傷病手当金とは、病気で入院し、仕事ができなくなったときに健康保険から受けられる保障のことです。傷病手当金は、業務外の病気やケガのために働けないで仕事を休み、給料が支払われない場合や給料が下がった場合、その間の生活保障をしてくれる所得保障・休業補償の制度になります。
- 業務外の事由による病気やケガによる療養の休業である
- 仕事につくことができない
- 連続3日間を含み、4日以上仕事に就けなかった
- 休業期間に給与の支払いがなかった
【業務外の事由による病気やケガによる療養の休業であること】
健康保険給付として受ける療養に限らず、自費で診療を受けた場合でも、仕事に就くことができないことについての証明があるときは支給対象となります。

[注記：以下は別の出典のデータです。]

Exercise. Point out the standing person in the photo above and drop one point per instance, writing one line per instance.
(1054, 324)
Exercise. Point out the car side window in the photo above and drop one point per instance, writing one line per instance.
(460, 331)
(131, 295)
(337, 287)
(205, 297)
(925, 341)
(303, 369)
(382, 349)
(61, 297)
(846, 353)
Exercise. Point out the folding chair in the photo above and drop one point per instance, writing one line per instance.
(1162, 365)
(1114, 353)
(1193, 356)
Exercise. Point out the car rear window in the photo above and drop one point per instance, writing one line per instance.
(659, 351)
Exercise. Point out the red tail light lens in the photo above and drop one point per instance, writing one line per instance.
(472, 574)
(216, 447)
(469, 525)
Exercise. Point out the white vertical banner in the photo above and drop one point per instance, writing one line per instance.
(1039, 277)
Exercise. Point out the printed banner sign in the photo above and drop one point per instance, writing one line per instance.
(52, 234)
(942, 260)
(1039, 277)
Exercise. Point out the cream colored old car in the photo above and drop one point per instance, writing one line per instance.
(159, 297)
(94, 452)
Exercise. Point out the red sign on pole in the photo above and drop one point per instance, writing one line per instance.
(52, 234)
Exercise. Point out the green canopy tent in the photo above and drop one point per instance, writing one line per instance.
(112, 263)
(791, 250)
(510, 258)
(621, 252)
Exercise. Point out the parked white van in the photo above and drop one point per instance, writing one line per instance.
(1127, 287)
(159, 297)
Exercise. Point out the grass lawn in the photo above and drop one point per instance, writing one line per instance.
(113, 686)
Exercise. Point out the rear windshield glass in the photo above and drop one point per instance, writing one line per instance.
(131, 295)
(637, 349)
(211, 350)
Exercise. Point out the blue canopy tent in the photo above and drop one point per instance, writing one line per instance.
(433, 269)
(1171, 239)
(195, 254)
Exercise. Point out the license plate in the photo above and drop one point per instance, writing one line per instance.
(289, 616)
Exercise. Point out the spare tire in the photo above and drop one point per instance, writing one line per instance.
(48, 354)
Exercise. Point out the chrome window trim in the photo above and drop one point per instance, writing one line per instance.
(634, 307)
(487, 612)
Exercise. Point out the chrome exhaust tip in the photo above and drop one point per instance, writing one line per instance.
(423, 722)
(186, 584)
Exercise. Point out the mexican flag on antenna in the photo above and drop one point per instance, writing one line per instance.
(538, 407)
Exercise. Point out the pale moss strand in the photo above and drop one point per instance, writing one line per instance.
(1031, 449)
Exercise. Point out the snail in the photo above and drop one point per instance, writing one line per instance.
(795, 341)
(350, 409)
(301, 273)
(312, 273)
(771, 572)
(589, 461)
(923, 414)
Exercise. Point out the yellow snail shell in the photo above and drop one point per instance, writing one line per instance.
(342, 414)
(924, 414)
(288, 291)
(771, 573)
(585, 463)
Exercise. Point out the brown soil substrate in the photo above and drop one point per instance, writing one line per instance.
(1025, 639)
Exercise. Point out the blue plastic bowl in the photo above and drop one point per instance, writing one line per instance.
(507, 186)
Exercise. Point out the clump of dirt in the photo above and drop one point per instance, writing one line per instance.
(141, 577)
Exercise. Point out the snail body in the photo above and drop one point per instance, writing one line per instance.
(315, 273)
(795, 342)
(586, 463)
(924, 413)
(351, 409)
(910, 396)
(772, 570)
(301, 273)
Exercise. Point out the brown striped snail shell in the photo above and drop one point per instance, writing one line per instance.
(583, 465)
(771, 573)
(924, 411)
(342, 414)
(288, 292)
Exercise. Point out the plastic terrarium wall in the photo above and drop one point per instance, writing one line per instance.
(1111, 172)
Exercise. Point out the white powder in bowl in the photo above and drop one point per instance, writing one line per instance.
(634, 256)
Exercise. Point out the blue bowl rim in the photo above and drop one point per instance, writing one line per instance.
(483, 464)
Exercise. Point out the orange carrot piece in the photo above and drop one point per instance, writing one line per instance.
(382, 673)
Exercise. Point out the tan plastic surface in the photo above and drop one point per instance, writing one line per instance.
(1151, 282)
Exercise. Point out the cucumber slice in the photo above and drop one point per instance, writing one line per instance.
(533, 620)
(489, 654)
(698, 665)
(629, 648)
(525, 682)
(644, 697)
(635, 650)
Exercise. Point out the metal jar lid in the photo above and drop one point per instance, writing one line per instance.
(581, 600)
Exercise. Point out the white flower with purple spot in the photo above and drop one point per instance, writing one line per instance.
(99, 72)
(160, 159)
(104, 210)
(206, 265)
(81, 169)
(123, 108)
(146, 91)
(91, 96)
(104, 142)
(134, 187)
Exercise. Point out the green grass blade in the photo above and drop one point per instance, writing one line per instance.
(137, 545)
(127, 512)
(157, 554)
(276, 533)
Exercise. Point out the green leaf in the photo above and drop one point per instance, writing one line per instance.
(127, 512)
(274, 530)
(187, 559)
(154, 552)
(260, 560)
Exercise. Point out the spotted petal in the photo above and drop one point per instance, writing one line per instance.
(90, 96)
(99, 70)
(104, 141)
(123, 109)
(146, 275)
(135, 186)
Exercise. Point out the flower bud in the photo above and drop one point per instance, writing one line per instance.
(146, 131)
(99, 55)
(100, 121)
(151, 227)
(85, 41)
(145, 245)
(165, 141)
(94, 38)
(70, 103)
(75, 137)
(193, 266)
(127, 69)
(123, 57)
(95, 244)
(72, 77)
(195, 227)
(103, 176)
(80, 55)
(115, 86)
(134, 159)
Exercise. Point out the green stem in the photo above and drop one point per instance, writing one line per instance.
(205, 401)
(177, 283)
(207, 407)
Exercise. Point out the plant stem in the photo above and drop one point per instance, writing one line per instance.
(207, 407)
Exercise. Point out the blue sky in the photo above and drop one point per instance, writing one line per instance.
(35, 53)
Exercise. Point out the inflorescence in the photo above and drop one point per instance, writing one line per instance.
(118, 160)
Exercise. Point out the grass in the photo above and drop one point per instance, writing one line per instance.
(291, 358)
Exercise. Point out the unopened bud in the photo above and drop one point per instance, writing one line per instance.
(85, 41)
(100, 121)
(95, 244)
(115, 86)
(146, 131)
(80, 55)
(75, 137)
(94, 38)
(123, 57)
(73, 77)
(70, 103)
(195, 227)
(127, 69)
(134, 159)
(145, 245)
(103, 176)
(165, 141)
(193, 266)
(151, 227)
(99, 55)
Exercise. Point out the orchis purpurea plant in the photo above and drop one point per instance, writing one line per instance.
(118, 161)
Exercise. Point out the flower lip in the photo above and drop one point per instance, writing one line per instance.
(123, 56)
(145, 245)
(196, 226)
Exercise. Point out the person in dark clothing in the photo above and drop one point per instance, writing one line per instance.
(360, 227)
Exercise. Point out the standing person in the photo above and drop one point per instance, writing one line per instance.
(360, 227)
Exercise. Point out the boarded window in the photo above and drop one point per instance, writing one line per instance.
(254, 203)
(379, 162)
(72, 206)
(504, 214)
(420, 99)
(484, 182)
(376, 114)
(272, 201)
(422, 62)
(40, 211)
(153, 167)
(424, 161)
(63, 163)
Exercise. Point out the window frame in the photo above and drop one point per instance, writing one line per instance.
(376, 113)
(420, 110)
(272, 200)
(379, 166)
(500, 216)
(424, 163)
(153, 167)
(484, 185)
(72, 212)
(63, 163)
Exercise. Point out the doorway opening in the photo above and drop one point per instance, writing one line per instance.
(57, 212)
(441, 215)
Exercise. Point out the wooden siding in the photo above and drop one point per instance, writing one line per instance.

また、自宅療養の期間についても支給対象となります。ただし、業務上・通勤災害によるもの(労災保険の給付対象)や病気と見なされないもの(美容整形など)は支給対象外です。
【仕事につくことができないこと】
仕事に就けるかつけないかは医師の意見をもとに、被保険者の携わっている業務の種別を考慮したりして本来の業務に耐えられるか否かを基準にしています。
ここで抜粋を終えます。